The point is that there's not always a right token to attend to. If the information you're looking for is not there, no clever attention scheme will find it. The best you can hope for when that happens is that the value returned in the "not found" case is distinguishable from the "found" case. Having an attention sink serve as a fixed "not found" value is one way to do this.

Maybe another analogy (or at least the way I intuitively understood it) was that humans sometimes skip over tokens we know to be fluff/filler. Without a sink, models have no way to "skip" over a token, that token _will_ attend to all previous tokens and be incorporated into the residual stream. It's easy to see that for filler tokens this will tend to hurt quality more than improve it, since you're more likely to pull in noise than if you could somehow "skip" that token entirely.

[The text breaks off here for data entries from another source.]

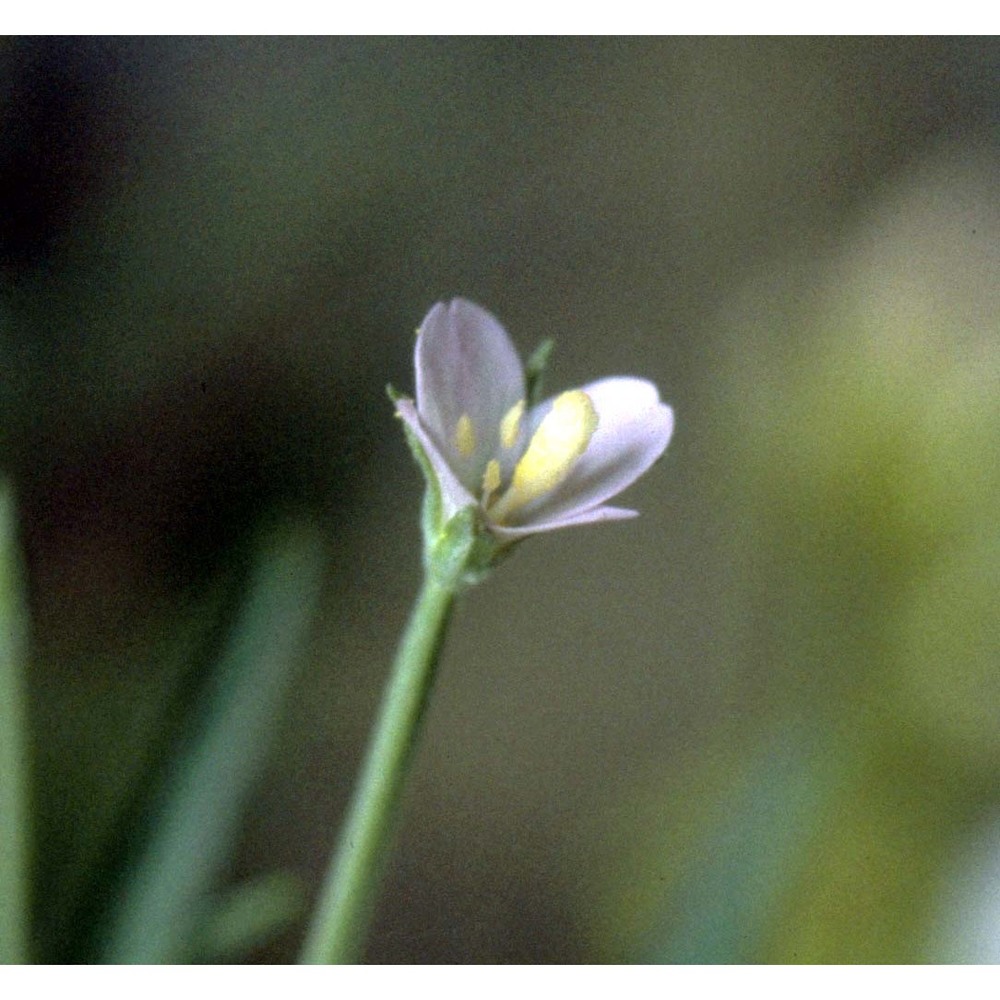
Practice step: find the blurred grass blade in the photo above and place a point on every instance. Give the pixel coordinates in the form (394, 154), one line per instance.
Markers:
(14, 742)
(167, 896)
(250, 914)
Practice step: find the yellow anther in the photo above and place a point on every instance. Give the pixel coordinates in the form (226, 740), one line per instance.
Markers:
(465, 436)
(561, 438)
(510, 426)
(491, 480)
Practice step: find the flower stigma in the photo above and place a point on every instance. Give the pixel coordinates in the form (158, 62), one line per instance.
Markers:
(510, 426)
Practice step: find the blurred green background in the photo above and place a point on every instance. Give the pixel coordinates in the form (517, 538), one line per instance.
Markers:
(760, 723)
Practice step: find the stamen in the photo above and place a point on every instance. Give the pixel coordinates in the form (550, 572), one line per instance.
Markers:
(510, 426)
(465, 436)
(561, 438)
(491, 480)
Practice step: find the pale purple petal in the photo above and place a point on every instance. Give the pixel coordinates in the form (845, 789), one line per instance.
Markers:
(454, 496)
(591, 516)
(466, 365)
(633, 430)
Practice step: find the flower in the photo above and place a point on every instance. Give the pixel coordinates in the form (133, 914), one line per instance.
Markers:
(526, 468)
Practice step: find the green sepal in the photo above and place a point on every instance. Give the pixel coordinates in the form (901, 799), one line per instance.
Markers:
(431, 510)
(534, 370)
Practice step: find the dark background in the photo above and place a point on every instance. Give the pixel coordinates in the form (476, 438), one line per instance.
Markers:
(757, 724)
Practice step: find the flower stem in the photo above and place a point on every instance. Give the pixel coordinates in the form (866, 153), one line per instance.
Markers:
(337, 935)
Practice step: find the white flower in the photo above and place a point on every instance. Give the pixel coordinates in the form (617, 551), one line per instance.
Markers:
(527, 469)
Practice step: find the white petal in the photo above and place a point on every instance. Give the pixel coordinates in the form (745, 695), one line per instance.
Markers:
(466, 367)
(454, 496)
(633, 430)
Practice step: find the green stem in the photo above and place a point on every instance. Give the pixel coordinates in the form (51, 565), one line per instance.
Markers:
(14, 742)
(337, 935)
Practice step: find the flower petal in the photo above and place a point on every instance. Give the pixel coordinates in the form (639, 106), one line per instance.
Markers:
(633, 430)
(591, 516)
(468, 377)
(454, 495)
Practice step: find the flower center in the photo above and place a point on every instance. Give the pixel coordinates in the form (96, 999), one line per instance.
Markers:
(561, 438)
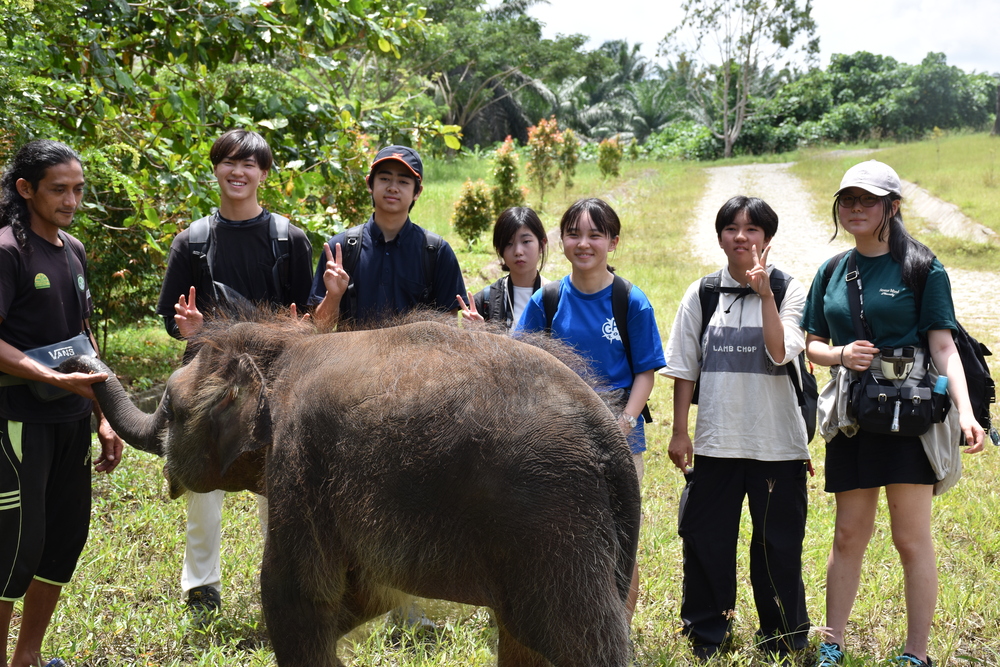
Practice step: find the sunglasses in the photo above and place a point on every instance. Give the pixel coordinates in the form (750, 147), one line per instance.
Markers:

Not quite. If some values are filler and some are not, and the corresponding keys are linearly separable, it's not difficult to find a query where standard attention gives low attention scores to filler and high attention scores to non-filler. Attention sinks deal with the problem when everything is filler, so there's no non-filler to allocate attention to.

Good point. Does that make them mitigate hallucinations?

In a sense? As the article notes, models trained using standard attention develop attention sinks naturally and removing them makes the model deteriorate completely, so the hallucinations you're thinking of were most likely output by a model that had already mitigated them in this way.